The Shooting Range Protection Act of 2000, found at SC Code Sections 31-18-10 to 31-18-60, provides significant protections for existing, established shooting ranges from local regulations.
The law defines a shooting range under its protection as an area operated for the firing of firearms. There are two requirements for a facility to meet the law’s definition:
- The firing of firearms is the usual, regular, and primary activity occurring in the area.
- The area is improved or situated such that a person would not reasonably expect a projectile to escape the area’s boundaries. This could be a berm, a backstop, or a lot large enough that bullets would likely not leave the property.
Protections
Once a shooting range is established and in use, it is protected in two ways.
First, private landowners cannot bring a nuisance action for noise against the shooting range if it was established before the landowners bringing the action acquired their nearby property, unless there has been a substantial change in the use of the range.
This provision is essentially a codification of the common law rule on “coming to the nuisance,” which holds that landowners cannot sue for a nuisance that existed before they purchased property. For example, residents cannot move in next to an airport and then sue over the noise created by it.
Second, and more importantly for local governments — governments cannot enforce a newly enacted noise ordinance against a shooting range that was already established when the ordinance was enacted.
Similarly, if a local government amends an existing noise ordinance after the establishment of a shooting range, the government cannot enforce the amended noise ordinance against the shooting range if it complied with the noise ordinance as it existed before the amendment.
The Shooting Range Protection Act also establishes that in no event may a local government enforce a noise ordinance against a shooting range established before January 1, 2000.
Implications for cities
Many, if not most, municipalities already prohibit the discharge of firearms within their municipal limits, subject to certain exceptions, and so the law on shooting range regulation may not be an issue.
Such rules prohibiting the discharge of firearms appear not to be preempted by Section 23-31-510(1), which provides that a local government may not adopt any law regulating “the transfer, ownership, possession, carrying, or transportation of firearms.”
This preemption language does not mention ordinances that regulate the discharging of firearms.
Municipalities that do not prohibit the discharge of firearms, however, should consider whether their existing noise ordinance would be sufficient to control unreasonable noise disturbances from shooting ranges.
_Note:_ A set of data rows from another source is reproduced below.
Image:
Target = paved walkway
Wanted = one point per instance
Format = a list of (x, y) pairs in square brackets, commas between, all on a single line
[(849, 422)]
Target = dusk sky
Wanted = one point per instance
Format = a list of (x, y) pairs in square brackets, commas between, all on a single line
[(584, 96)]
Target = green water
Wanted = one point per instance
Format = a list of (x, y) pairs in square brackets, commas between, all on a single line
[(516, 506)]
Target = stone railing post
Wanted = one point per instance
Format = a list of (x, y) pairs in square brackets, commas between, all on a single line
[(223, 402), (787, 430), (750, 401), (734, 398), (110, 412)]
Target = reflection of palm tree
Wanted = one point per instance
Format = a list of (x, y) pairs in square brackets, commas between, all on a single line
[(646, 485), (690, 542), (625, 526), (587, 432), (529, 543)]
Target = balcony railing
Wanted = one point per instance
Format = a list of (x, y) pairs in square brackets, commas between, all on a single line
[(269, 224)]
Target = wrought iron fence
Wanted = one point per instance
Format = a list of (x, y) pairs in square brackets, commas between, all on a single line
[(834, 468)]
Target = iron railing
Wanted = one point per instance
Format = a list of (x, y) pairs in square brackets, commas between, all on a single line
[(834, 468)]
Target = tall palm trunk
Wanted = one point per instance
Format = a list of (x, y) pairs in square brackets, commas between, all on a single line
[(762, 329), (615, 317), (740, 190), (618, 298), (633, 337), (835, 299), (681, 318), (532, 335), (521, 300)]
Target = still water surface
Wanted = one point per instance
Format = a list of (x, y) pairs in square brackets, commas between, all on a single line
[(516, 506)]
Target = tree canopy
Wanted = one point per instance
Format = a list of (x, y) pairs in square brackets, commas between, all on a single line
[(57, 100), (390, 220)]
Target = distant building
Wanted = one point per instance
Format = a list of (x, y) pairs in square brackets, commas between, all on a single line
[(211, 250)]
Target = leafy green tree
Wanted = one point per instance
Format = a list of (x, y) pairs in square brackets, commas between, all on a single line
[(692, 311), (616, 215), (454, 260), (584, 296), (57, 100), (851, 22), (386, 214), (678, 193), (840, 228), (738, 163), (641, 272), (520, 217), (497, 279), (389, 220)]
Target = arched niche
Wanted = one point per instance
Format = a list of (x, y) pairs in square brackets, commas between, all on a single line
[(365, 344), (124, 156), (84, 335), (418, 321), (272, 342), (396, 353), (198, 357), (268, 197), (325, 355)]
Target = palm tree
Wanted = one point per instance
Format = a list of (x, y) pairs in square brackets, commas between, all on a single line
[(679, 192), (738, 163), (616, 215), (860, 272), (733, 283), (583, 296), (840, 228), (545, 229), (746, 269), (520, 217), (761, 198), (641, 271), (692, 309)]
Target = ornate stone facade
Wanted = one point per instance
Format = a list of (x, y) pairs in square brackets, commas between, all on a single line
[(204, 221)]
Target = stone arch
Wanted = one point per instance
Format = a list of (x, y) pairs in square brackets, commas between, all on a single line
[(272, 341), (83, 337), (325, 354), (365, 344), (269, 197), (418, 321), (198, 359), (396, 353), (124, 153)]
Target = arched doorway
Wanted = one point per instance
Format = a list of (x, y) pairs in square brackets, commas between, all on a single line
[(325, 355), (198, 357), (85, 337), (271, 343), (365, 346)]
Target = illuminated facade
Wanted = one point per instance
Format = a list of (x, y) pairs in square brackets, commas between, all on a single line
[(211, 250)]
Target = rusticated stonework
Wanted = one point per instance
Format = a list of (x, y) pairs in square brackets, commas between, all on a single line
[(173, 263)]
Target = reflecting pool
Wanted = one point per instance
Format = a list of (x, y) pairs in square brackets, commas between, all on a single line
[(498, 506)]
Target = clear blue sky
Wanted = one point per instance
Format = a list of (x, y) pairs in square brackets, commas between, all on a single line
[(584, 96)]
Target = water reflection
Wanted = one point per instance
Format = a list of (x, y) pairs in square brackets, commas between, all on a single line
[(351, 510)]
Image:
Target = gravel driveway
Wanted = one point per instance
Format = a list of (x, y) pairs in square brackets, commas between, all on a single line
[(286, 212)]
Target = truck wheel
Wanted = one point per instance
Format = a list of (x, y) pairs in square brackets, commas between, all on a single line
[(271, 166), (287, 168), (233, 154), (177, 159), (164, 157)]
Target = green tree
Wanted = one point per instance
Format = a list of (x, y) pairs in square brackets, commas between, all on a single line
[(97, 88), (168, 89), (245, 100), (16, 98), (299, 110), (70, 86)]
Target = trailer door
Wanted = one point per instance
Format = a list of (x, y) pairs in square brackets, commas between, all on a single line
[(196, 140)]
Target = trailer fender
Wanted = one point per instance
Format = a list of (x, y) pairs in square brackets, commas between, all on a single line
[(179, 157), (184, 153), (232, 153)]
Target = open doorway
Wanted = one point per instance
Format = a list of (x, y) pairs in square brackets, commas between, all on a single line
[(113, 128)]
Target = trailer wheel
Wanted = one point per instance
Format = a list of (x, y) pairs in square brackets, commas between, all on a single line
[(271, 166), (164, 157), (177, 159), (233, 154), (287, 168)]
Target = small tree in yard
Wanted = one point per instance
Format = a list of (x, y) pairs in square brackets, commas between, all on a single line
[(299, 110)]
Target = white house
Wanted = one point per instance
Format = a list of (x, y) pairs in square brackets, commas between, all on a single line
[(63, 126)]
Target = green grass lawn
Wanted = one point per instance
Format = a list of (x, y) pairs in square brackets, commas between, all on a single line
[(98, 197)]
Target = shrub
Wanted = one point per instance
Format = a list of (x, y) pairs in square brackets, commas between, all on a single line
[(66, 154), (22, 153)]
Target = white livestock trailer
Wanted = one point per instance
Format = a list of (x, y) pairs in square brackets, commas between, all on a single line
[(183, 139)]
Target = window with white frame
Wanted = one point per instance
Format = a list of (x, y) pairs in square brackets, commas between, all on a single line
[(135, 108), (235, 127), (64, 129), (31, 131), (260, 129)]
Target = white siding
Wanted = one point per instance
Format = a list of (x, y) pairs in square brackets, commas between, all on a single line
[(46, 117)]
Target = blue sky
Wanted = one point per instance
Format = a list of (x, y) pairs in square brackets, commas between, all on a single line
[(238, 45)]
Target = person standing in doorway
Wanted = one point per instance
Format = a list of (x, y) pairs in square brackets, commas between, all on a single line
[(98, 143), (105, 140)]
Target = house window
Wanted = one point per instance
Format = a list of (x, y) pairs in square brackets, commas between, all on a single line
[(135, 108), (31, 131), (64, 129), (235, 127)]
The Shooting Range Protection Act requires no minimum lot size or separation requirements for a shooting range to be established. Instead, it requires only improvements and circumstances that make it reasonably unforeseeable that a projectile would escape the parcel.
Finally, the Shooting Range Protection Act provides that it “does not prohibit a local government from regulating the location and construction of a new shooting range after the effective date of this chapter.”
In addition to considering its existing noise ordinance, a municipality that allows the discharge of firearms within its boundaries should review its zoning ordinance to see if it addresses the location and construction of shooting ranges.